In a different society she might have felt differently, says Dr. Harris in Canada. “If you’re collectively identified around independence or ... self-reliance versus if you are more oriented towards the common good, that’s going to have big input on how people will respond to pandemic measures but also how people are supported in their grief and in their losses,” she says. 

“We can’t forget”

Historians say the losses and lessons of previous pandemics have been quickly forgotten as history churns and people indulge their desire to move on. Pandemic casualties may lack the heroic script of a war memorial or the sudden drama of a terrorist attack or plane crash, but Dr. Neimeyer says collective remembrance will be key moving forward, especially as a “shadow pandemic” of grief will likely follow the acute phase.

“Being willing to use things such as the power of ritual to acknowledge these collective losses, to solemnify these losses,” he says, “is a step toward healing.” 

He notes the light ceremony at the reflecting pool in Washington, D.C., ahead of President Joe Biden’s inauguration. But even the humblest undertaking, like that of Mr. Makuya at St. James Presbyterian Church, is fortifying.

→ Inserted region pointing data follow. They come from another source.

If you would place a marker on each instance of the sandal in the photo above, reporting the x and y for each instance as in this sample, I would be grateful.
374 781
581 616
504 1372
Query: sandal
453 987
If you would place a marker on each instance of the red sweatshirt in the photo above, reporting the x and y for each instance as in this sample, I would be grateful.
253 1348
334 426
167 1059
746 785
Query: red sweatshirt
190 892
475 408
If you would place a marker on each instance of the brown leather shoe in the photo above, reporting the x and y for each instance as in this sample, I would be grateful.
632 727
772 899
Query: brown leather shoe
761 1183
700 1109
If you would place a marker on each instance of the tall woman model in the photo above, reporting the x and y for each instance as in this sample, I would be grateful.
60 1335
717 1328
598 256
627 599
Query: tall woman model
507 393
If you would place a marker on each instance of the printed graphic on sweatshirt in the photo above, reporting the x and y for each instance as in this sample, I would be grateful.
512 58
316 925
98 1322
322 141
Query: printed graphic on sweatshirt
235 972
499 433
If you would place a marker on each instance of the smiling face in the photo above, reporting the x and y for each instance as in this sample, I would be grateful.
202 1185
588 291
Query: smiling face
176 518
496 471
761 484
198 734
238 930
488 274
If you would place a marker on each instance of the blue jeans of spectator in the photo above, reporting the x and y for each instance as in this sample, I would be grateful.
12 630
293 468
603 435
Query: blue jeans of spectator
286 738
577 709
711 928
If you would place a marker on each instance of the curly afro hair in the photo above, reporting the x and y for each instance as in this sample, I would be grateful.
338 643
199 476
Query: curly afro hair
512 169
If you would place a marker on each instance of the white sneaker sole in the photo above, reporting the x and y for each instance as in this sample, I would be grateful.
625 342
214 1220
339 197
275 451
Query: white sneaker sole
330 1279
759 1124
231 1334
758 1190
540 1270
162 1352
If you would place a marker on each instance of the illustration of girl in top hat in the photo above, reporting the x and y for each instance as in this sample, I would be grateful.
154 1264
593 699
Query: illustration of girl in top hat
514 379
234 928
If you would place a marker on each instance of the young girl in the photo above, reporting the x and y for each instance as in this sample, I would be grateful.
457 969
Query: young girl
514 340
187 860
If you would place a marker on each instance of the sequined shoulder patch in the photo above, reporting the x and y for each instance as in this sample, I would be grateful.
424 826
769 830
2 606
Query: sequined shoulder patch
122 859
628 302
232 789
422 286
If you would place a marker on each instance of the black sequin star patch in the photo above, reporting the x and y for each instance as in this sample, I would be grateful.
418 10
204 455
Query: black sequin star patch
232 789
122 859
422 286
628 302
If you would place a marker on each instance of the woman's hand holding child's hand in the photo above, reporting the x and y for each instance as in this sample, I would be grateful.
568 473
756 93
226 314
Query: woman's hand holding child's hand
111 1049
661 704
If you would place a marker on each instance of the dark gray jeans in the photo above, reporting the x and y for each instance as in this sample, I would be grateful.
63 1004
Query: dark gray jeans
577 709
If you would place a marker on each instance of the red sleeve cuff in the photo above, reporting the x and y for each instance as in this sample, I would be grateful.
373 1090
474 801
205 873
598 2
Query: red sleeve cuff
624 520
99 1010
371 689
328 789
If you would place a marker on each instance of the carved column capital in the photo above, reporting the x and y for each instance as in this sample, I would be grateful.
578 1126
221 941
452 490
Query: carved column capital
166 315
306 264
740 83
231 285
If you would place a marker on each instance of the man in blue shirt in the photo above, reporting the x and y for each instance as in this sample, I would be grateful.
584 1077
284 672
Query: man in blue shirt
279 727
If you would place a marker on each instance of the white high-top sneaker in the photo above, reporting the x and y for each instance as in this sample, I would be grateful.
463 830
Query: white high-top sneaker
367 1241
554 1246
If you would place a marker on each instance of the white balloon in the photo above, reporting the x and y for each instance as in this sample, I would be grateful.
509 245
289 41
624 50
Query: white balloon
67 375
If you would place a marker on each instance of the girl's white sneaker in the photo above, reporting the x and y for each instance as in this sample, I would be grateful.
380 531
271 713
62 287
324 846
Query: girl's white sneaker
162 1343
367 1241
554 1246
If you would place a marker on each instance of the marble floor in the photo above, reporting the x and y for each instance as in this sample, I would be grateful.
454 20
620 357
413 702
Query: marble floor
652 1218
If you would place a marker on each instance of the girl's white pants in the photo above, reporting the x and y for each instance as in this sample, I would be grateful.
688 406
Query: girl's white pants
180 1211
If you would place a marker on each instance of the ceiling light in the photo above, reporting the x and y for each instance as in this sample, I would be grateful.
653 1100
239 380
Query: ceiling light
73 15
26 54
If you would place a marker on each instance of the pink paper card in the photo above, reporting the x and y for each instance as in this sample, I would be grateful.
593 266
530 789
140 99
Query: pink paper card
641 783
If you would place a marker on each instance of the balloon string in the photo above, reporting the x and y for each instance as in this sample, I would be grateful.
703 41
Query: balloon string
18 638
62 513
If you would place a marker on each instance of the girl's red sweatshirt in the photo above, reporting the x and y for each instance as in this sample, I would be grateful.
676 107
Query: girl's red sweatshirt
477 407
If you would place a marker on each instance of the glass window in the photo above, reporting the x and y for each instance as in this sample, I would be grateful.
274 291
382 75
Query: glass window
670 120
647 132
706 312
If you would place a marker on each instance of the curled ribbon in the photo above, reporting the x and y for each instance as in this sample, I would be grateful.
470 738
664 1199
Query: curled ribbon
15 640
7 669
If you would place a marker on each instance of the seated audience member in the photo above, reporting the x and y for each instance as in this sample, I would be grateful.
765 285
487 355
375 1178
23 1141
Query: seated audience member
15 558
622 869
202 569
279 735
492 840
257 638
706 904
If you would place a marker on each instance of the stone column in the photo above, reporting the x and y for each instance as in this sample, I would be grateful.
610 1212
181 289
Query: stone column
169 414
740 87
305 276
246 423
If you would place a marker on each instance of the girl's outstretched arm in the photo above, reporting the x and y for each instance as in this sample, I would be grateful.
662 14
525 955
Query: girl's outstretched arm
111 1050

He and his colleague Silva Kossa began a year ago, choosing white ribbons to mark each death. But they risked running out of space, so in January they decided to tie blue ribbons, representing 10 deaths each. One blank gray morning in late February, just after 8 a.m., Mr. Makuya walked to the fence with eight blue ribbons; 73 people had died the day before. It was the only sign of movement on the otherwise silent tree-lined street.

“Something like this helps give people a point of closure on this trauma,” says Vuyokazi Nelly Sharpley, a sociologist at Walter Sisulu University in Mthatha, South Africa, who has studied the disruption of mourning in the time of COVID-19. “It also creates a sense of community, and helps people narrate a shared history of the trauma of the pandemic.”  

For Mr. Makuya, the ribbons have been a way to mark the passage of time when it often seemed that time had stopped altogether. For the better part of the year, religious services have been prohibited here. Services are livestreamed from an empty chapel. Almost no one comes to the church anymore, except for funerals.

But a church needs looking after, all the same. Congregants no longer come, but the grass keeps growing. The hedges still have to be trimmed back from the electric fence. Mr. Makuya’s favorite purple lilies still bloom and die. Dust still finds its way onto window sills. It still settles over the empty pews.

Every day, behind the ribbon-covered fence, this place needs tending to, and that, in a time of deep uncertainty, is something Mr. Makuya still knows how to do.

“When people come back, I want them to find this place just as it was,” he says. 

And yet his wall of ribbons is a remembrance of all that will remain forever changed. “They’re reminding us every day,” Mr. Makuya says. “We can’t forget.”